Chan-Ho Park will skip the World Baseball Classic in order to focus on winning a rotation spot with the Phillies. Many assumed he would be a bullpen arm but Park is driving towards being their 5th starter behind Cole Hamels (BlueClaws 2003), Brett Myers, Joe Blanton, and Jamie Moyer. Park will compete with Kyle Kendrick (04-06), JA Happ (2005), and Carlos Carrasco (2006).

The most interesting part about this is Park breaking down into tears when making the announcement in his native South Korea. I don’t think one US player has broken down into tears when he announced his intentions to play or skip the WBC.

We briefly mentioned this in our Winter Tour live blog, that we’ll be doing another live blog during FanFest, which we also mentioned is Saturday, March 7th, beginning at noon. So much more to come on this, but keep that day clear on your calendars.

Part of FanFest will be a viewing of that day’s USA/Canada World Baseball Classic game on our video board.
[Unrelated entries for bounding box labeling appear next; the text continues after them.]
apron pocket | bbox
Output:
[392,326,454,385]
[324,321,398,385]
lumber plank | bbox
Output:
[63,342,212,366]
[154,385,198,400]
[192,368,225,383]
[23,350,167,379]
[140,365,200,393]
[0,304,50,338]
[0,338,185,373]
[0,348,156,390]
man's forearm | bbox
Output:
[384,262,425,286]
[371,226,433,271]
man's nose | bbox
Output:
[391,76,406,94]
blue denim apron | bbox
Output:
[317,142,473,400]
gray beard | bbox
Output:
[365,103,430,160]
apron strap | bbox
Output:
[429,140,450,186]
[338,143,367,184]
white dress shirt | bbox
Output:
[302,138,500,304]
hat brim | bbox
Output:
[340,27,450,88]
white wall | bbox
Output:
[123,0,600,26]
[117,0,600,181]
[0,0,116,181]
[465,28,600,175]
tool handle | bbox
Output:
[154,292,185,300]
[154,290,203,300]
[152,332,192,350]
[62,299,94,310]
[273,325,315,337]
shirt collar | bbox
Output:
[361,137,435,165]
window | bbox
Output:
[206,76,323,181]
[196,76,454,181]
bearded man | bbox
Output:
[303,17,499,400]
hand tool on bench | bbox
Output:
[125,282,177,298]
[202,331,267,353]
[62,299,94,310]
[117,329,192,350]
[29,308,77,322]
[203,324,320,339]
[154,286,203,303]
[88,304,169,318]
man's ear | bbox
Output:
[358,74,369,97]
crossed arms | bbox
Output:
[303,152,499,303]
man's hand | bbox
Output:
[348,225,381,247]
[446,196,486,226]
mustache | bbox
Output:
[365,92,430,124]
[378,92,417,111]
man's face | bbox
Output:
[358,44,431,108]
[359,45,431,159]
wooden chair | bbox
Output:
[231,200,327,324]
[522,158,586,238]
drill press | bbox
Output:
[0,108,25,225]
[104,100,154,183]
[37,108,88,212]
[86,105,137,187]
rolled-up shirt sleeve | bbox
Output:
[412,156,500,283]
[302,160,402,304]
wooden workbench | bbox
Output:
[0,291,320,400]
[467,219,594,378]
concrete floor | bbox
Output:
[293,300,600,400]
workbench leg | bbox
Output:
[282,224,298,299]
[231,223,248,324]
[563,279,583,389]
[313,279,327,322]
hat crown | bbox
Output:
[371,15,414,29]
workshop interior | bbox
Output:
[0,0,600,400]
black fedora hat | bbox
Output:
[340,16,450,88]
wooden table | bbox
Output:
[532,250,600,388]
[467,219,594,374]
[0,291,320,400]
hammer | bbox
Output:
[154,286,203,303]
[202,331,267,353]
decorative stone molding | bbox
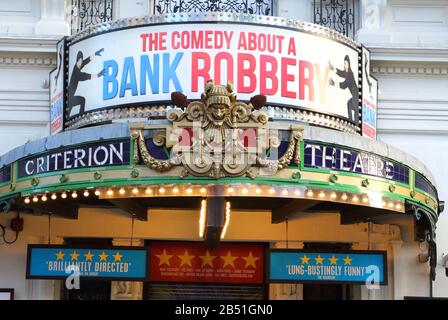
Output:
[69,12,360,49]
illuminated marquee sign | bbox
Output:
[67,22,359,124]
[26,245,148,281]
[268,249,387,285]
[303,142,409,184]
[19,139,130,178]
[149,241,264,284]
[0,166,11,184]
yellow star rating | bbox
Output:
[99,251,109,261]
[300,255,310,264]
[156,249,173,267]
[112,251,123,262]
[84,251,94,261]
[342,256,352,265]
[314,255,325,264]
[70,251,79,261]
[328,256,338,264]
[55,250,65,260]
[241,251,260,269]
[199,250,216,268]
[220,250,238,268]
[178,250,194,267]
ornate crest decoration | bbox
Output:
[131,80,303,179]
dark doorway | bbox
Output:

Canada’s 2006 WBC roster included former BlueClaw Scott Mathieson (2004), as well as Justin Morneau, Jason Bay, and Erik Bedard.

Q&A: Michael Taylor (Part 2)

Friday, January 16th, 2009

Here’s part 2 of our interview with 2008 BlueClaws OF Michael Taylor, which focuses on his time in Hawaii during their annual winter league. Click here for part 1.  

Michael TaylorQuestion: How was the Hawaiian Winter League?

Michael Taylor: It was good baseball. We had six outfielders on our team, so you’re only playing two or three games per week. One day on, two days off, so it’s hard to get into a rhythm. There is good competition. There are also some foreign big leaguers from Japan or Korea. It’s a different experience. You learn on the fly. They play a lot differently than we do. Spreading out 80 at-bats over two months with a lot of different factors, it’s not necessarily great on the baseball side for most guys because it’s different, but the experience is great and I wouldn’t trade it for anything.

Q: How are the foreign players?

MT: They throw more pitches and work harder to disrupt timing. Most domestic big leaguers, their emotions are pretty similar. It’s fastball-curve-change or fastball-slider-change. They have more deceiving motions, and change their motions a lot more. Some quick pitching, long holds, varying speeds, and they throw a lot more pitches. We had a guy who threw a four-seamer and a two-seamer, change, screwball, split-finger, all at different speeds. You’re looking at seven or eight types of pitches. Here, the best guys have maybe four. In the minors it’s usually two or three. But these guys never threw the same pitch twice and were adept at mixing up speeds and throwing anything and everything in any count. It was a challenge, especially early on. They were polished.